The VBC is a patient favorite for it focuses on comprehensive, coordinated care rather than the primary focus on the quantity of care. Thus, specific care is the prime focus of the VBC system.
FFS vs VBC- the disparities
Fee For Service | Value-Based Care | |
Payment Basis | The volume of services provided | The quality and outcome of care provided |
Patient Choice Control | Patients have more control, their choice matters in terms of which services they want to avail. | Providers are incentivized to deliver comprehensive and coordinated health care together. Thus, dwindling patients’ control over decisions. |
Costs | The system incentivizes the volume of services, leading to overutilization of services, and higher healthcare costs. | Providers are incentivized to focus on quality and outcomes and reduce costs, which leads to cost savings. |
Overall Patient Experience | Patients may end up receiving more services than needed, causing potential negative experiences. | Patients are more likely to receive coordinated care that focuses on their specific needs, which can lead to patient satisfaction, improved patient outcomes, and better overall experience. |
Lack of services | Commonly criticized for a lack of focus on prevention and quality of care. | Potential disparities in care as providers may avoid taking up complex cases. |
Transitioning to VBC payments – major challenges
Though the U.S. healthcare industry knows the pitfalls of the FFS system of payments, transitioning immediately to a VBC model can be taxing. There are major challenges to overcome.

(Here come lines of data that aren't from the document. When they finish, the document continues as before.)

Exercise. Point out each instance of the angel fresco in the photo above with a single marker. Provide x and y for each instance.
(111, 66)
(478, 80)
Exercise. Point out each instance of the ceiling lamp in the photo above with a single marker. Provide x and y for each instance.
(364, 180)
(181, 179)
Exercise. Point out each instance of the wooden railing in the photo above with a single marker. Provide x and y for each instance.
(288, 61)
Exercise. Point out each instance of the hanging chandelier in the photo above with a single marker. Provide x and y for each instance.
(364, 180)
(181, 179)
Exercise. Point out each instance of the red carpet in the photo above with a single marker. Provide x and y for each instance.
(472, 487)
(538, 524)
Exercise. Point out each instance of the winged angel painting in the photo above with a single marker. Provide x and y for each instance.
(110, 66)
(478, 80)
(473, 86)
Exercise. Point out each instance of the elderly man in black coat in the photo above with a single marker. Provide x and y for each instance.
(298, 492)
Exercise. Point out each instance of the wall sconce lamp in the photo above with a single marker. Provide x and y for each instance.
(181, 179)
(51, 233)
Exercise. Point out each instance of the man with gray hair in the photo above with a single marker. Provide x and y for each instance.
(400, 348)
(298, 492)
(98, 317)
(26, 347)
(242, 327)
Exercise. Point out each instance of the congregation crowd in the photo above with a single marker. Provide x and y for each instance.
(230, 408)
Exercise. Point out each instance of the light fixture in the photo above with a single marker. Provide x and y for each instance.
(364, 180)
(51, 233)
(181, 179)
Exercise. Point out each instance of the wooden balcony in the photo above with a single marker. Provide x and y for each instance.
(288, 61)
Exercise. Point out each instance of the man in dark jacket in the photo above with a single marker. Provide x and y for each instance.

- Creating a shift in mindset
Introducing VBC in an FFS environment will create a financial disparity. This would eventually lead to frustration, and organizations might even resort to embracing dishonest ways to embezzle funds.
- Proper tracking of performance
The transition to value-based healthcare means adopting a completely new metrics system for performance evaluation, which can be quite a tough nut to crack initially. A wide set of quality measures have been defined based on which the VBC model operates. All these measures essentially deal with creating the proper patient outcomes, all while cutting costs.
- Optimizing earning margins
A VBC system will initially create economic disparity, so healthcare organizations must learn to optimize their earnings as their revenue collection significantly drops. Thus, a well-directed healthcare system should be the priority, which might need organizational re-arrangements. This can create chaos for certain systems, which means effective management can be at risk.
Conclusion
Fee For Service vs. Value-Based Care is a raging debate. Both models have their pluses and minuses. However, if one is to choose, the shift in customer-centric product delivery gives the VBC system a head advantage over the FFS system, though initial implementation can bring about major disparities in management and finances.
The most effective approach is a long-standing conflict in values. This motivates certain healthcare organizations to use a hybrid payment model, which can sometimes be more lucrative instead of a complete shift. The ultimate decision is entirely on the healthcare provider’s end, but it is high time value-based care ethics takes the front wheel in healthcare delivery.